# New Baltimore Bottle Book



## PrivyCheese (Nov 20, 2013)

After a long awaited appearance the new Baltimore Bottle club book is here! Anyone interested in the book can contact Chuck Myer/BBAC treasurer. Also it will be on sale at the Baltimore show in March. The price is $30.00. It has been updated with hundreds of bottles and new color pictures.  Many thanks goes out to Doc Anderson for putting out an incredible book.


----------



## cowseatmaize (Nov 22, 2013)

Is this the one John or did a 5th come out? It says $35 shipped so I'm guessing $30 at the show or club.http://www.baltimorebottleclub.org/book.htm


----------



## creeper71 (Dec 8, 2013)

Does this book like rarity an prices???


----------



## lil digger (Dec 12, 2013)

creeper71 said:
			
		

> Does this book like rarity an prices???

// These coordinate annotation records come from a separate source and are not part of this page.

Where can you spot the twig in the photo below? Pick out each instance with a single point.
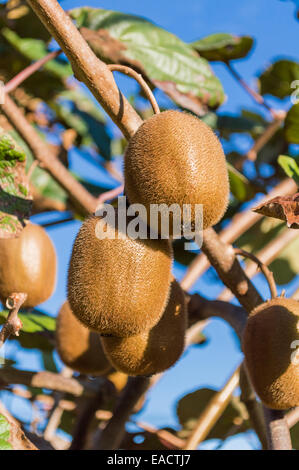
(113, 433)
(44, 155)
(138, 77)
(265, 270)
(28, 71)
(212, 412)
(239, 224)
(266, 255)
(86, 66)
(278, 433)
(13, 324)
(254, 95)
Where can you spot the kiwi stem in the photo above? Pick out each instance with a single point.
(13, 324)
(138, 77)
(265, 270)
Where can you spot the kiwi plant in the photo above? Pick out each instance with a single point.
(175, 158)
(118, 286)
(28, 264)
(271, 334)
(79, 348)
(154, 350)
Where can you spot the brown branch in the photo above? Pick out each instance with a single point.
(138, 77)
(17, 437)
(44, 155)
(254, 408)
(239, 224)
(13, 324)
(28, 71)
(254, 94)
(215, 408)
(265, 270)
(86, 66)
(112, 434)
(278, 433)
(266, 255)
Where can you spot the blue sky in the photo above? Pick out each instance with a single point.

It says this when on the description.Rare, Uncommon, or Common—as determined by category specialists from within the *Baltimore Antique Bottle Club*. Because of fluidity in the prices of bottles, no estimates of monetary values are offered.


----------



## creeper71 (Dec 13, 2013)

lil digger said:
			
		

> creeper71 said:
> 
> 
> 
> ...


Thank you for ur reply


----------



## PrivyCheese (Dec 14, 2013)

cowseatmaize said:
			
		

> Is this the one John or did a 5th come out? It says $35 shipped so I'm guessing $30 at the show or club.http://www.baltimorebottleclub.org/book.htm



   Sorry I didnt answer sooner....yup thats the one.


----------